Свету. Вот что за слово пришло ему в голову и теперь звенело там, несомненно и бесспорно правильное.
– Свет! – громко воскликнул Джейк. – Это пришествие Света!
Он зашагал по Пятьдесят четвертой улице в сторону центра и, оказавшись у ее пересечения со Второй авеню, еще раз прошел под зонтом ка-тета.
Повернув направо, Джейк остановился, развернулся и возвратился на угол, откуда пришел. Да, вне всяких сомнений, необходимо было спуститься по Второй авеню, но он опять стоял не на той стороне улицы. Загорелся зеленый свет, Джейк торопливо перешел дорогу и опять повернул направо. Владевшее мальчиком чувство – ощущение
(Света)
того, что все идет как надо, крепло с каждым шагом. Джейка переполняла радость, у него точно камень с души свалился. С ним ничего не случится.

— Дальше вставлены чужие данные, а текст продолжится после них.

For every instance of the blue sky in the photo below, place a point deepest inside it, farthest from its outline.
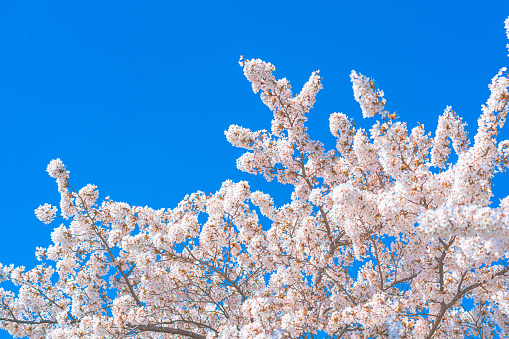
(134, 96)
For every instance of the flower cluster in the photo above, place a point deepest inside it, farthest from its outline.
(382, 237)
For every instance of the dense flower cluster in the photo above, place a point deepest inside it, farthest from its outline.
(382, 237)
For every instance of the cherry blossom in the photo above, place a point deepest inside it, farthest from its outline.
(382, 237)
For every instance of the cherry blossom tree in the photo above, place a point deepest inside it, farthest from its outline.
(432, 251)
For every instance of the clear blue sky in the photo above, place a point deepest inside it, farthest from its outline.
(134, 96)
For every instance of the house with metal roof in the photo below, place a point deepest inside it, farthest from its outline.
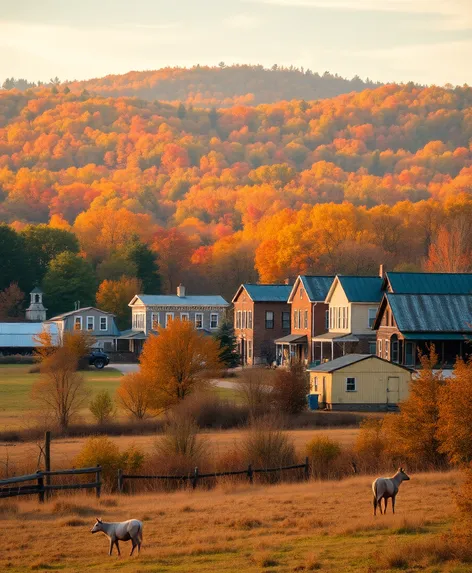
(206, 312)
(309, 318)
(96, 322)
(408, 324)
(427, 283)
(353, 302)
(359, 382)
(261, 315)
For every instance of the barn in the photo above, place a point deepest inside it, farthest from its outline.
(359, 382)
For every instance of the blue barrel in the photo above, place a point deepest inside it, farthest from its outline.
(313, 401)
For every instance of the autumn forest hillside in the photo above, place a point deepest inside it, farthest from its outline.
(245, 193)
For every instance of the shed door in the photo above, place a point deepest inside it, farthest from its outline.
(393, 390)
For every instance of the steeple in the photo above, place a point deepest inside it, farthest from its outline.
(36, 312)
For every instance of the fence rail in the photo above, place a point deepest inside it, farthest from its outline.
(195, 476)
(8, 487)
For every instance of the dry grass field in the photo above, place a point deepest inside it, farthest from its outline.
(23, 455)
(325, 526)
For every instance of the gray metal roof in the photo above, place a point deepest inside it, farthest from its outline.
(21, 334)
(174, 300)
(347, 360)
(432, 312)
(430, 283)
(71, 312)
(268, 293)
(317, 287)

На этот раз ошибки нет. Мальчик не сомневался: вскоре он увидит людей, которых узнает, как узнал толстуху и лоточника, и заранее будет помнить, как кто себя поведет.
Вместо этого он вышел к книжному магазину.

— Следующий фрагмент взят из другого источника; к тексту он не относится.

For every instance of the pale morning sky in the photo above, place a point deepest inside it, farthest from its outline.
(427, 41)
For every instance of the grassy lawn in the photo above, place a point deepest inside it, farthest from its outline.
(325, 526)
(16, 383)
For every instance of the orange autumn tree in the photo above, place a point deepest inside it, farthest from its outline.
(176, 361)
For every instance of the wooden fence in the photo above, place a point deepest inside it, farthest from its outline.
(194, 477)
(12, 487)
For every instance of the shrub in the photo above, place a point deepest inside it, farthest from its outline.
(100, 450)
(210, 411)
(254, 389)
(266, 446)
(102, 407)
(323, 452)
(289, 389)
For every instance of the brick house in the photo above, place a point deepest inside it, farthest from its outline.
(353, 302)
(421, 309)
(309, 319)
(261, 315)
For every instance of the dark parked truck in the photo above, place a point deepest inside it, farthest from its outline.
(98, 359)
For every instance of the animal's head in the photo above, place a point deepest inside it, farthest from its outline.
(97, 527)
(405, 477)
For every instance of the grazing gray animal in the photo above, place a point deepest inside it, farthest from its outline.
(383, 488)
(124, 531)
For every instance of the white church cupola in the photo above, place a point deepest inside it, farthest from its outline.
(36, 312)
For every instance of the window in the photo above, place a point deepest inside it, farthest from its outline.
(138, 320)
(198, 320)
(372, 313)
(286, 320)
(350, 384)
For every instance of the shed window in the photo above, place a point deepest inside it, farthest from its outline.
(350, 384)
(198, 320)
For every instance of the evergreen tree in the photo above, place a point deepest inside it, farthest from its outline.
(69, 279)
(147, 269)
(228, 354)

"РЕСТОРАН МАНХЭТТЕНСКОЕ ПИРШЕСТВО УМА", гласила намалеванная в окне вывеска. Джейк направился к двери. Там висела грифельная доска, похожая на те, что обычно украшают стены закусочных и столовых.
СЕГОДНЯ В МЕНЮ
Горячее из Флориды! Свеженький Джон Д. Макдональд!
В твердом переплете – З по 2.50
В мягкой обложке – 9 по 5.00
С берегов Миссисипи! Уильям Фолкнер в собственном соку!
В твердой обложке – по рыночной цене
В мягкой обложке, издательство "Винтэдж Лайбрэри" – 0.75
Из Калифорнии! Реймонд Чендлер вкрутую!